With true oratory prowess, Lord Howarth opened his keynote by reflecting on recent public tragedies, remarking that ‘the cult of market forces has shattered cohesion in our societies’ and that the ‘arts and health movement will be instrumental’ as a values-based alternative form of social renewal. From an observational perspective, this narrative reflected the tone of the conference and its many confident and ambitious key messages. This was not a defensive community of interest preaching to the converted, but a proactive community of practice ready to lobby and campaign.

Speaking to power

The different contexts in which active lobbying and campaigning are becoming more possible – described as an ‘evolving political architecture’ – were discussed in a parallel session on national policy in arts, health and wellbeing. These included devolution, with a galvanising talk from Clive Parkinson on integrated health and social care in Greater Manchester; cultural commissioning and social prescribing with best practice guidance from NHS Gloucestershire CCG; and evidence and advocacy from the What Works Wellbeing programme, led by Norma Daykin.

The need for a ‘shared language’ between health and cultural sectors is regularly raised in these discussions, especially with regards to the measurement and articulation of value and health-related outcomes. It was refreshing to hear a different emphasis from conference delegates, including several references to a need for shared medical, emotional and cultural literacy. In a moving keynote on cultural literacy and the care of the dying, Dr Iona Heath sensibly questioned the use of clinical responses to what are essentially existential crises. This discursive shift and prioritising of cultural values again illustrates confidence in the field’s cross-sector relevance and contribution.

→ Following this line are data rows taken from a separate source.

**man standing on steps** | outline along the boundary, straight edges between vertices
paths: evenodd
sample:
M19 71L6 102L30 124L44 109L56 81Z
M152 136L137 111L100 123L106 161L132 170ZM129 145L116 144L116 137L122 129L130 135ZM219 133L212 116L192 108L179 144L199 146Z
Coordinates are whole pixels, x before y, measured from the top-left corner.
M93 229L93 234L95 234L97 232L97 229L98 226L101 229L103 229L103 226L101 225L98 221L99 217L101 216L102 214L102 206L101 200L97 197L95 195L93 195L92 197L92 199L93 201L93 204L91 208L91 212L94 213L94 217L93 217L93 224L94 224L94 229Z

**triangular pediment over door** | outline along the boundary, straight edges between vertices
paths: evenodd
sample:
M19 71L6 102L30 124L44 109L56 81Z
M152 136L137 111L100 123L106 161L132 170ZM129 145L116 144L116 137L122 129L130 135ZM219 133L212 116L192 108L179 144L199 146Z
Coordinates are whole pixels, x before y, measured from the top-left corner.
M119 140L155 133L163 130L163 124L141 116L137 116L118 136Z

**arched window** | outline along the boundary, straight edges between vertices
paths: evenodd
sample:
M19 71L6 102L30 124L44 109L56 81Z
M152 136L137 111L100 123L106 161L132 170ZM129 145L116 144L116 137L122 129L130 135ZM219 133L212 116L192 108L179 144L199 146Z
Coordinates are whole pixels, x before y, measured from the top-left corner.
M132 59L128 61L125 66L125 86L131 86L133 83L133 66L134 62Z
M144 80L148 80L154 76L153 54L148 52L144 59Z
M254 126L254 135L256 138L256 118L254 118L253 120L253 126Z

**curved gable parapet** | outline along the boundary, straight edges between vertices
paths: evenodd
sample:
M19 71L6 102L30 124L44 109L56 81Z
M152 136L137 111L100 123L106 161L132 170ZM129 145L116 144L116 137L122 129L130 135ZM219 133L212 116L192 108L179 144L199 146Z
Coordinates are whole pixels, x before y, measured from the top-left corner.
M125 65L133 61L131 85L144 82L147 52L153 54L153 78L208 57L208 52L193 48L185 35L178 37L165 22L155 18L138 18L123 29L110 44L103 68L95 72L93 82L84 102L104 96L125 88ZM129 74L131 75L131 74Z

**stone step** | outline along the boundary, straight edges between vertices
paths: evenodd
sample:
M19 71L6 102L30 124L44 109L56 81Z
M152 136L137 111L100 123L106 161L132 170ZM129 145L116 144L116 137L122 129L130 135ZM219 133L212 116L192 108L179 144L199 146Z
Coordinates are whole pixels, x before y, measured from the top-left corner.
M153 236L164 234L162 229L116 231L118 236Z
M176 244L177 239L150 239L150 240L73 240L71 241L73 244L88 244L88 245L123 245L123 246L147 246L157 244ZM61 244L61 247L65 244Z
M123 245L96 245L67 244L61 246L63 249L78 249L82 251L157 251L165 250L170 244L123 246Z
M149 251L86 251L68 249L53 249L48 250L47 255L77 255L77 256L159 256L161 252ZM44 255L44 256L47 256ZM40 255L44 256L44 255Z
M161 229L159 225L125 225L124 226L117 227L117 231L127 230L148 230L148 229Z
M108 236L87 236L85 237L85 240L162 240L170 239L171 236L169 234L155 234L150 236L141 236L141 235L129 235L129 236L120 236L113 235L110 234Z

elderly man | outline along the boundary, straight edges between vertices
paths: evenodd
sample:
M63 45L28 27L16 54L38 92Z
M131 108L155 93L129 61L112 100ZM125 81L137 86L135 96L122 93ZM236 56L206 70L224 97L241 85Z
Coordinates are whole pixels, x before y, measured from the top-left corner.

The mechanisms to mobilise

The arts and health movement has benefited unquestionably from the work that has gone into organising the field. It is characterised and defined by committed leadership across international networks; eminent scholars, generating a reliable evidence base; dedicated journals and key texts; distinguished advocates from health professions; and a culture of collaborative working. It is this level of cross-sector organisation that facilitates mutually beneficial vocabularies and was instrumental in making the APPG inquiry happen, with support from the National Alliance for Arts, Health and Wellbeing, Kings College London, Guy’s and St Thomas’s Charity, the Royal Society for Public Health, Paul Hamlyn Foundation, Wellcome Trust and Arts and Humanities Research Council.

In another parallel session on museums and mental health, operational mechanisms for generating a shared language were discussed, including the importance of project steering groups with members from all stakeholder communities. Drawing upon my own research, I have written before about House of Memories, the dementia awareness programme led by National Museums Liverpool (NML), as a model for scalable cultural interventions in health care. The mechanisms that underpin its success include long-term, strategic cross-sector peer support relationships and operational delivery partnerships; embedded principles of co-design and production with stakeholder groups; and most significantly an organisational culture of ethical, politically-engaged collaborative leadership at NML. Research on managing and leading in inter-agency settings points to the ‘crucial’ role of leaders in shaping the meaning attached to collaborative ventures.

The Creative Health report represents an important strategic milestone in attaching meaning to the arts and health movement, providing a reference point and form of political literacy for future evidence-based practice and policy making. Thanks to all those involved in the APPG inquiry’s creation, progress and administration, and the truly mobilising Culture, Health and Wellbeing conference.